Researchers at MIT’s Plasma Science and Fusion Center and Commonwealth Fusion Systems speak with The New Yorker’s Rivka Galchen about the history of fusion research and the recent test of their large high-temperature superconducting electromagnet. “I feel we proved the science. I feel we can make a difference,” says MIT alumna Joy Dunn, head of manufacturing at CFS. “When people ask me, ‘Why fusion? Why not other renewables,’ my thinking is: This is a solution at the scale of the problem.”
Dennis Whyte, director of MIT’s Plasma Science and Fusion Center, and Bob Mumgaard, CEO of Commonwealth Fusion Systems, join Bruce Mohl on CommonWealth Magazine’s podcast, The Codcast, to discuss how their recent successful test of a high-temperature superconducting electromagnet will impact the quest for fusion energy. “With the advent of this new technology, there is nothing stopping us from building that first demonstration, the Kitty Hawk moment of fusion, when you see net energy from a system for the first time on earth,” said Whyte.
Motherboard reporter Matthew Gault spotlights how scientists from MIT and Commonwealth Fusion Systems developed a large high-temperature superconducting magnet that can create a magnetic field of 20 tesla, “a breakthrough that paves the way for carbon-free power.”
WBUR’s Bruce Gellerman explores how researchers from MIT and Commonwealth Fusion Systems successfully demonstrated “the world's strongest high-temperature superconducting magnet, putting them a step closer towards a workable fusion reactor.” The advance “provides reason for hope that in the not-too-distant future, we could have an entirely new technology to deploy in the race to transform the global energy system and slow climate change,” says Maria Zuber, MIT’s vice president for research.
Scientists from MIT and Commonwealth Fusion Systems have performed a successful test of the world’s strongest high temperature superconducting magnet, a crucial step in creating net positive energy from a fusion device, reports the Associated Press.

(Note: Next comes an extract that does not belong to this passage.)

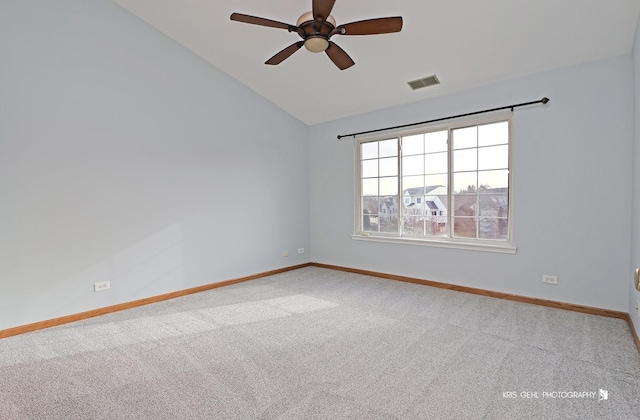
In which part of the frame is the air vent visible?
[408,74,440,90]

Scientists at MIT and Commonwealth Fusion Systems have cleared a major hurdle in their efforts to achieve net energy from fusion, successfully creating a 20 tesla magnetic field using the high-temperature superconducting magnet they developed, reports Hiawatha Bray for The Boston Globe. “This test provides reason for hope that in the not too distant future we could have an entirely new technology to deploy in the race to transform the global energy system and slow climate change,” says Maria Zuber, MIT’s vice president for research.
CNBC reporter Catherine Clifford writes that researchers from MIT and Commonwealth Fusion Systems have successfully demonstrated the high-temperature superconducting electromagnet they developed, creating a 20 tesla magnetic field. “This magnet will change the trajectory of both fusion science and energy, and we think eventually the world’s energy landscape,” says Dennis Whyte, director of MIT’s Plasma Science and Fusion Center.